$x^2+x+1\equiv 0\mod 49$
We have the ring isomorphism $\mathbb{Z}/49\mathbb{Z}\to\mathbb{Z}/7\mathbb{Z}\times\mathbb{Z}/7\mathbb{Z}$.
Consider $x^2+x+1\equiv 0\mod 7$
I usually solve these polynomial congruencies using the 'complete the square' method. How would I go about doing that in this case?
EDIT:
$x^2+x+1\equiv x^2-6x+8\equiv(x-3)^2\equiv 1\mod 7$
I get solutions $x=4$ and $x=2$ $\mod 7$.
Now I tried to use Hemel's lifting, so,
We have $f(x)=x^2+x+1$ thus $f'(x)=2x+1$.

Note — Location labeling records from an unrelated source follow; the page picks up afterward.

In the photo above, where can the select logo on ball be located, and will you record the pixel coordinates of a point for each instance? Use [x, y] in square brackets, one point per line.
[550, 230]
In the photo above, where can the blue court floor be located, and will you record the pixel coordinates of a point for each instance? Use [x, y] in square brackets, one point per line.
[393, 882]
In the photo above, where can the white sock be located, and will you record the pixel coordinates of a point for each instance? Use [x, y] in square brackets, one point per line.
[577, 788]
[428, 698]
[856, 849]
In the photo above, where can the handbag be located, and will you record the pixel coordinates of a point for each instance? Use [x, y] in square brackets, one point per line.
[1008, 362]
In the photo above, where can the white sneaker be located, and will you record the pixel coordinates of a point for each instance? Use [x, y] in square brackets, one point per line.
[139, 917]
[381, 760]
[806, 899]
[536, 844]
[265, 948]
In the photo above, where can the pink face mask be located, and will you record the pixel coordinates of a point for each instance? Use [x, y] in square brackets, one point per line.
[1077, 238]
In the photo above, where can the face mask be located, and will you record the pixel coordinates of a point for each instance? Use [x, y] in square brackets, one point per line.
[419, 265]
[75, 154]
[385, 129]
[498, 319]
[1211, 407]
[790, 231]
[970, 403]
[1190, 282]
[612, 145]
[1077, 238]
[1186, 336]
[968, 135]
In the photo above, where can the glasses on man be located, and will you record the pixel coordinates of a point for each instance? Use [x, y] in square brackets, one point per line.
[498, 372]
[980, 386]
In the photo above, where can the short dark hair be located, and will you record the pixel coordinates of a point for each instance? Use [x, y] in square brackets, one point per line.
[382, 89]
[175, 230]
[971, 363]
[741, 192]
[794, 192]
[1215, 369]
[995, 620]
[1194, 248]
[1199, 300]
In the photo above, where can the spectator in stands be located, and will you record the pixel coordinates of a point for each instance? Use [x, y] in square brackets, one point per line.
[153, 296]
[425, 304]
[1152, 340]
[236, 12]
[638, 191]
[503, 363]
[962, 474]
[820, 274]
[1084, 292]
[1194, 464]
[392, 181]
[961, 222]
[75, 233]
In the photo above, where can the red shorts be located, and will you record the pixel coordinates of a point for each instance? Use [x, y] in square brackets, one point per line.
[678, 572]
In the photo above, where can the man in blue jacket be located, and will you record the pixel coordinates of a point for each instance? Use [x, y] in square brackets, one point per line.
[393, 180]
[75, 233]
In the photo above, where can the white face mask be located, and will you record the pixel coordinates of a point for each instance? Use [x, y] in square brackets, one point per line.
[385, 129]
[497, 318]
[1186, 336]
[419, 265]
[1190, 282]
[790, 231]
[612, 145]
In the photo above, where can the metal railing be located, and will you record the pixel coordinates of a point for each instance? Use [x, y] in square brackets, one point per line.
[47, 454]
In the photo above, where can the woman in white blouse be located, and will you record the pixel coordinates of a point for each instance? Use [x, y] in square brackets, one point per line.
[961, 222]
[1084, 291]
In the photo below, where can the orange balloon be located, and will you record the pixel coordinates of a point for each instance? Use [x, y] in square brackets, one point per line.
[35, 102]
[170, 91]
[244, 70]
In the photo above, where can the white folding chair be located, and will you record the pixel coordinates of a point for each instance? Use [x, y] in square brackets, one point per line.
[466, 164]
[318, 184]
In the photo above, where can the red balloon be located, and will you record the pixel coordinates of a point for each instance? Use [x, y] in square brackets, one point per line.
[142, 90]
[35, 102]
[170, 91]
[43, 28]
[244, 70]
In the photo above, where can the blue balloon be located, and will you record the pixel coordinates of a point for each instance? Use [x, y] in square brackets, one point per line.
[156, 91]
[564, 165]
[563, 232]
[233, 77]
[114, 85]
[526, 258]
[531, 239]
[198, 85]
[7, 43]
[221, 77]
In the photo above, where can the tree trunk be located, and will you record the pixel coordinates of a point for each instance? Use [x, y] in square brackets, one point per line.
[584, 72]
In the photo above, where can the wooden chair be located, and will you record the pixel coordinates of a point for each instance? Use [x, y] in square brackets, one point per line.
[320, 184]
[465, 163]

In the case of $x\equiv 2\mod 7$, we have $f(2)=7$, $f'(2)=5$; as $7\nmid f'(2)$, we can lift to a unique solutions by solving $f'(2)\equiv -\frac{f(2)}{7}\mod 7$, i.e. $5t\equiv -1\mod 7$.
Clearly $t\equiv 4\mod 7$, leading to the solution $x\equiv 2+4\cdot 7\equiv 30\mod 49$.
In the case of $x\equiv 4\mod 7$, we have $f(4)=21$, $f'(4)=9$; as $7\nmid f'(4)$, we can lift to a unique solutions by solving $f'(4)t\equiv -\frac{f(4)}{7}\mod 7$ or $9t\equiv -\frac{9}{7}\mod 7$...and this is where I'm stuck, assuming I'm even doing it correctly.
Mod 7, we have $$x^2+x+1\equiv x^2-6x+8=0$$ or $$(x-3)^2=1$$
Since $7$ is prime, each coprime number has either two square roots, or none. Hence $x-3=1$ or $x-3=-1$, i.e. $x=4$ and $x=2$ are the two solutions mod $7$.